Но он не мог. Или не хотел. Он сидел, держась за край кровати, ощущая страшную тяжесть из-за окончательности приговора в решении столь жизненно важной проблемы. Раньше, когда возникал такой же спор, он заканчивался ничем. Просто требовалось несколько дней, чтобы Нэнси перестала выражать свое недовольство. И эта незавершенность всегда оставляла Эрику надежду, что спор будет возникать снова и снова, пока проблема не решится.

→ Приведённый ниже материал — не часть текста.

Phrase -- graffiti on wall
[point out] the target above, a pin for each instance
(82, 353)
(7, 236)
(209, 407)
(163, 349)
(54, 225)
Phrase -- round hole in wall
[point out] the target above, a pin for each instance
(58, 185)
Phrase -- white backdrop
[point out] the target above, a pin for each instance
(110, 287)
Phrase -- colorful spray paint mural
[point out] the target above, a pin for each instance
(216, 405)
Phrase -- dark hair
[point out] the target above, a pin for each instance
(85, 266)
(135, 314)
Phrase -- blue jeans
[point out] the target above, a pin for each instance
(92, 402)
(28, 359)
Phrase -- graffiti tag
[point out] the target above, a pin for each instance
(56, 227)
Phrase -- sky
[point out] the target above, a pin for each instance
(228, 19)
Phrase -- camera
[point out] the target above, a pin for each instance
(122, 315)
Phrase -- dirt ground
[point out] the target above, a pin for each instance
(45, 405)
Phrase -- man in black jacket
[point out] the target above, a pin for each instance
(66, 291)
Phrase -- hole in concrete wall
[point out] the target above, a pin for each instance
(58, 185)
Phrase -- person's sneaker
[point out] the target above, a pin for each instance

Сегодня же Нэнси излагала доводы в свою защиту спокойно и разумно, чтобы Эрик не мог ей возразить. И все это ради того, чтобы ему больше не хотелось иметь ребенка от такой обиженной матери, как она.

Глава 6

С возвращением Мэгги в Сиэтл ее жизнь превратилась в безумие. Директор школы сказал, что хотя и огорчен ее уходом, но трудностей в найме другого учителя на полный рабочий день у него не будет. Перед уходом она разобрала свой стол. Дома Мэгги сгребла сухие сосновые иголки, подровняла кусты, позвонила знакомому агенту по продаже недвижимости Эллиотту Типтону и, прежде чем уйти из дома, повесила на дверь почтовый ящик с замком. По совету Эллиотта она наняла рабочих, чтобы привести в порядок фасад дома и переклеить обои в ванной. Она позвонила в гавань «Уотеруэй» и сообщила, что снижает цену на лодку, поскольку хочет быстро от нее избавиться. От Томаса Чоппа Мэгги узнала, что в полу веранды дома Хардинга труха сухая, а в одной из стен — влажная (в том углу помещения для прислуги, где протекает водопровод и бегают жуки-древоточцы), что там нет изоляции, электропроводка не отвечает требованиям безопасности, печь слишком маленькая и нужны новые вентиляционные отверстия в крыше. Сама крыша, однако, находится в удивительном хорошем состоянии, продольные балки пола и внутренние опоры стены — тоже. В результате, по его мнению, дом можно отремонтировать, но это, по-видимому, будет дорого.